Um Herói 

Asghard Farhadi / 2021



O carácter aparentemente contingente e aleatório da realidade nunca impediu os filósofos de criarem esses belos edifícios teóricos chamados sistemas morais. Embora tentem depois recapturar ou assinalar a complexidade do real de outras formas – são sistemas cheios de ramificações e cláusulas ad hoc – o objectivo do sistema é identificar princípios morais, critérios de acção suficientemente abstractos e universais, que sejam aplicáveis a todas as pessoas, em qualquer lugar e período histórico.  No período moderno, a própria questão moral por excelência – Como devemos agir?, que substituiu a questão Como devemos ser? – é uma questão desse tipo: sem tempo nem espaço.

O conceito de filme para adultos, a princípio também algo concreto que remetia para a pornografia, tornou-se abrangente e começou a acolher todos os filmes que abordam questões com as quais apenas um público adulto se debate. Um Herói é um filme para adultos no sentido em que mostra com clareza como na prática os sistemas morais de pouco nos servem: algo que a maioria dos adultos aprendeu à sua custa, e que a maioria dos não adultos – a quem aliás convém ensinar noções claras de Bem e de Mal – à sua custa aprenderá.

A confusão mental, a perplexidade que ao longo do filme vai progressivamente dominando Rahim Soltani é a da criança assustada e desesperada ao dar conta de que o equipamento ético que possui é insuficiente para responder às questões morais que lhe são colocadas. Enquanto espectador é aflitivo observar a inaptidão deste bondoso presidiário em precária, que leva ao desespero até quem o pretende ajudar. Quando um desapontado jornalista lhe atira “Ou você é muito esperto ou muito néscio” está a reconhecer a impotência e a ingenuidade do protagonista face às encrencas em que se meteu, mas também a incompetência da sociedade para lidar com um adulto que se guia por um código moral estupidamente simples, um adulto agonizado que só reencontra a paz quando é colocado num contexto onde esse código se pode sem ambiguidades aplicar.

Não sei se Um Herói é um grande filme. Há vários momentos que me parecem forçados, outros que não funcionam de todo (o confronto físico entre credor e devedor acima de todos), mesmo a história arrasta-se, é demasiado intrincada.
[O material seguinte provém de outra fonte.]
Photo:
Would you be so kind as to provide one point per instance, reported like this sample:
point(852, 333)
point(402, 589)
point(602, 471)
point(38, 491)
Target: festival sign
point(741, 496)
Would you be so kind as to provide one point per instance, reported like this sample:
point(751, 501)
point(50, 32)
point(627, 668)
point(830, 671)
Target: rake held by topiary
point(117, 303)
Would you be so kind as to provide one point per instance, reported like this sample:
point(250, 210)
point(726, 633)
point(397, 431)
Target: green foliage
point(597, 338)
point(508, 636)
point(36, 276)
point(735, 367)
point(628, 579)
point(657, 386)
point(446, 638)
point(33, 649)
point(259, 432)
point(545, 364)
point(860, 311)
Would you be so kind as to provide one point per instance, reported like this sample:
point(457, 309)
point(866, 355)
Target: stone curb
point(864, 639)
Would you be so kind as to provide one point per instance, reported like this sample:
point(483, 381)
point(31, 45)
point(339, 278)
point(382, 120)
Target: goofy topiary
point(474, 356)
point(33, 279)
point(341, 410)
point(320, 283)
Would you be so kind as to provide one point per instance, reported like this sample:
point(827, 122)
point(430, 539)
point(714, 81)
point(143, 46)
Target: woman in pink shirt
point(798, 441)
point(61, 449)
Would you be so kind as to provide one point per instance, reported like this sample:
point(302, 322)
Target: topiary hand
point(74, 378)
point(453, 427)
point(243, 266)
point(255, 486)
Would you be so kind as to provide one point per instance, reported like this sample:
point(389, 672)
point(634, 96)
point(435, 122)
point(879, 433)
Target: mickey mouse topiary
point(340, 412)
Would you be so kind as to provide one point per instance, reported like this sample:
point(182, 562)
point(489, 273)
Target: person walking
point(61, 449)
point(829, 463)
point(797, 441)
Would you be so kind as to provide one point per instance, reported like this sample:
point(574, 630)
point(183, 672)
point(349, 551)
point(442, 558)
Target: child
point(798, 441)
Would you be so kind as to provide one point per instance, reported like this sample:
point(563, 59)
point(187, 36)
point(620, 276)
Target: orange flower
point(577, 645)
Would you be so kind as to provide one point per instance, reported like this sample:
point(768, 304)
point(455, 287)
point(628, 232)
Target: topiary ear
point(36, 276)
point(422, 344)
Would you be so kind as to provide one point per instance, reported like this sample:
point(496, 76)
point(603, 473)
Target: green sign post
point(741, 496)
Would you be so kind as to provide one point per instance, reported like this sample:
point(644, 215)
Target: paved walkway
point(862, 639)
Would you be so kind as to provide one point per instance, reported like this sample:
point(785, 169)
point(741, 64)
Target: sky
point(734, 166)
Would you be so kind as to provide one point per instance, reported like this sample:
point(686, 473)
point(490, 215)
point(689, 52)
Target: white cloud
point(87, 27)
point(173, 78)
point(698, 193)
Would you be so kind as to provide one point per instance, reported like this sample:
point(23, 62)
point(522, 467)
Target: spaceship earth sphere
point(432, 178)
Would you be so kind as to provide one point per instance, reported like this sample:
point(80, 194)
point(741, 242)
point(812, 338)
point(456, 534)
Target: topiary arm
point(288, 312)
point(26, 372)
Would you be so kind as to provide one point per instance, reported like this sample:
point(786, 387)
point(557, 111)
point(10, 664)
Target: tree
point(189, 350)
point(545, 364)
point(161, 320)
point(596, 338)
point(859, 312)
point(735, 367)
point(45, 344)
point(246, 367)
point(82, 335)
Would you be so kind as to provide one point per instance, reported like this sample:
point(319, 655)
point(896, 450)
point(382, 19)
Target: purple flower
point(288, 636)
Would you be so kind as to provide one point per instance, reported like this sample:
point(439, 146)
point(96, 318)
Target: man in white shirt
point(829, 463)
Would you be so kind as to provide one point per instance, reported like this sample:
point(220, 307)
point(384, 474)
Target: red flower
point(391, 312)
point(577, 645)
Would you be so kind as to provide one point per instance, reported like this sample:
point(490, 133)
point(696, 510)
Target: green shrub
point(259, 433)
No entanto é difícil, poucos minutos após sairmos do filme, não darmos por nós angustiados com a pouca fiabilidade da nossa própria bússola moral; sem ver com nitidez que a instabilidade dos campos magnéticos que a afectam transforma quase todas as decisões morais em frustrantes compromissos; e sem tomar consciência real de que o problema é irresolúvel: que qualquer decisão muda a configuração dos campos magnéticos que a informaram para uma combinação que não podemos prever à partida e que altera irremediavelmente o carácter da decisão já tomada, que o altera aos olhos de todos, inclusive de quem a toma.

É no fundo este desagrado e irritabilidade com a plasticidade do mundo e a ausência de controlo do ser humano sobre a sua esfera moral que nos leva a elaborar sistemas, mapas de cidades ficcionais, que nos fará procurar ad aeternum princípios que não existem, como idiotas à procura de orientações claras numa rua sem início nem fim. O filme de Asghar Farhadi ajuda-nos a encarar e a aceitar estas limitações. A viver com elas.